Nvidia Corp. and Microsoft Corp. announced a partnership to build a supercomputer optimized for running artificial intelligence software that will be implemented in Microsoft's Azure public cloud platform. "AI technology advances as well as industry adoption are accelerating," said Manuvir Das, the vice president of enterprise computing at Nvidia. "The breakthrough of foundation models has triggered a tidal wave of research, fostered new startups and enabled new enterprise applications. Our collaboration with Microsoft will provide researchers and companies with state-of-the-art AI infrastructure and software to capitalize on the transformative power of AI."
Microsoft will equip Azure with tens of thousands of Nvidia graphics processing units, which are widely used in supercomputers for their ability to speed up AI and scientific applications. The systems will pair the GPUs with several other technologies from Nvidia, including the Quantum-2 series of network switches. While Azure already includes multiple compute instances powered by Nvidia's A100 chip, the chipmaker's flagship data center graphics card when it launched in 2020, the partnership will introduce Azure cloud instances powered by the H100, Nvidia's current flagship data center GPU that made its debut in March. The H100 features 80 billion transistors that can train AI models up to six times faster than the previous-generation A100 graphics card, and includes optimizations for running Transformer models, a type of advanced neural network widely used for natural language processing. The Quantum-2 InfiniBand switch series can process 400 gigabits of traffic per second per network port, twice as much as Nvidia's previous-generation hardware.
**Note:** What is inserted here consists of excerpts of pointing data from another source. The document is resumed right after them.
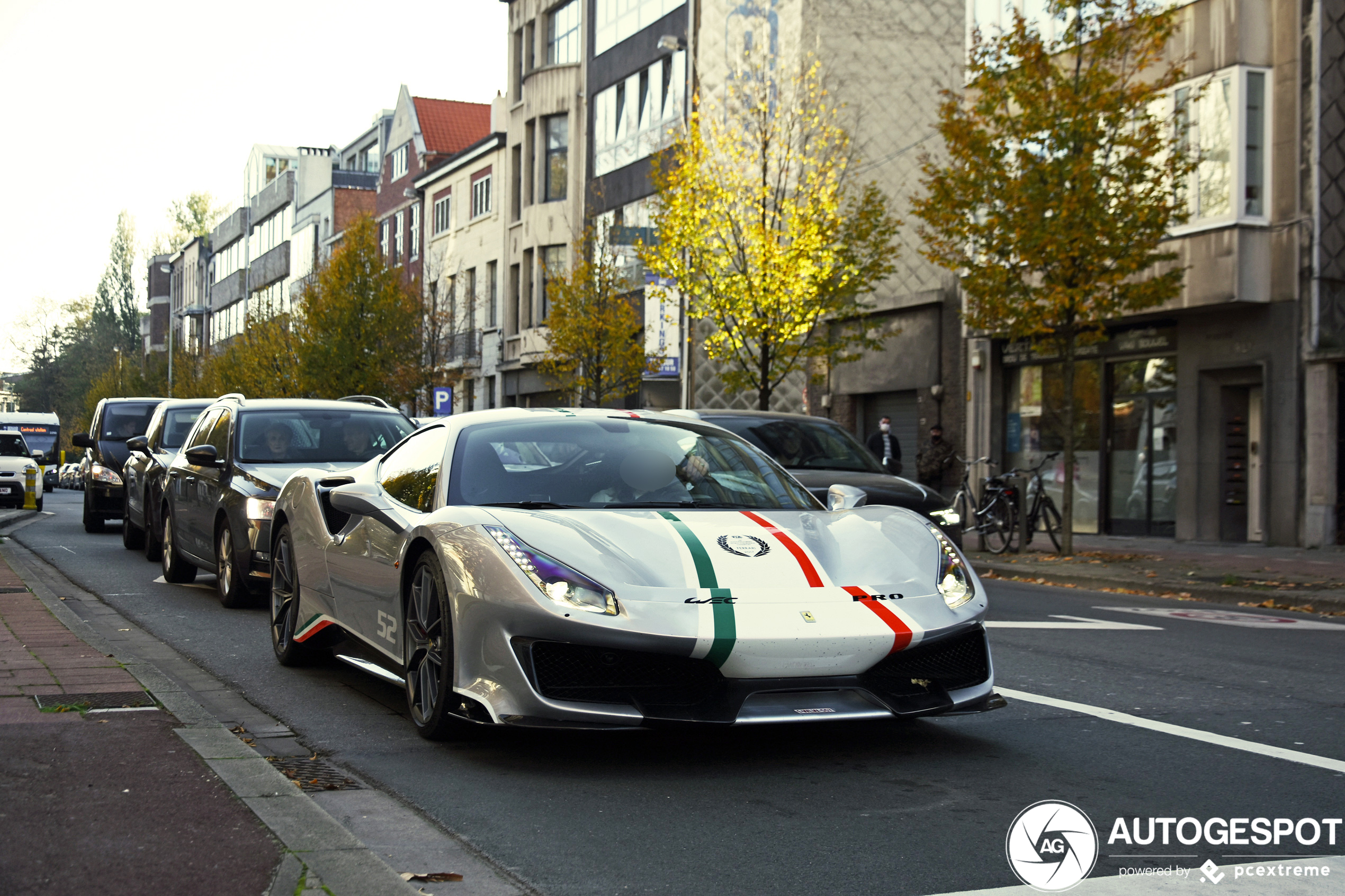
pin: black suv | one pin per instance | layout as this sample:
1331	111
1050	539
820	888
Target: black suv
145	470
821	453
115	421
220	492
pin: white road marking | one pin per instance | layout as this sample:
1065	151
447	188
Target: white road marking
1231	618
1080	622
186	585
1180	731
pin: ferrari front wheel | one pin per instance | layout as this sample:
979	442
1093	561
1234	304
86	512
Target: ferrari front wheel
429	649
284	603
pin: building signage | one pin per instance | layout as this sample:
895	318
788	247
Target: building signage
1147	340
662	330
Software optimization is a major focus of the collaboration. Microsoft and Nvidia will optimize Microsoft's open-source DeepSpeed toolkit, which developers use to reduce neural networks' infrastructure requirements, to run on the H100 graphics card. The optimization effort will concentrate on helping developers speed up AI models that use the Transformer neural network architecture through the Transformer Engine feature built into the H100, which accelerates neural networks by reducing the amount of data they must process to complete calculations. Nvidia AI Enterprise, the chipmaker's software platform that helps companies run AI applications on its chips and includes preconfigured neural networks optimized for tasks such as generating shopping recommendations, will also be certified to run on Azure's new H100-powered instances.
"Our collaboration with NVIDIA unlocks the world's most scalable supercomputer platform, which delivers state-of-the-art AI capabilities for every enterprise on Microsoft Azure," said Scott Guthrie, executive vice president of Microsoft's Cloud + AI Group. Nvidia will expand its use of Azure as part of the partnership, using Azure instances to support its research efforts in generative AI. The chipmaker is making significant investments in this area, having debuted MT-NLG in October, a generative AI system featuring 530 billion parameters that was described at the time as the most powerful in its category.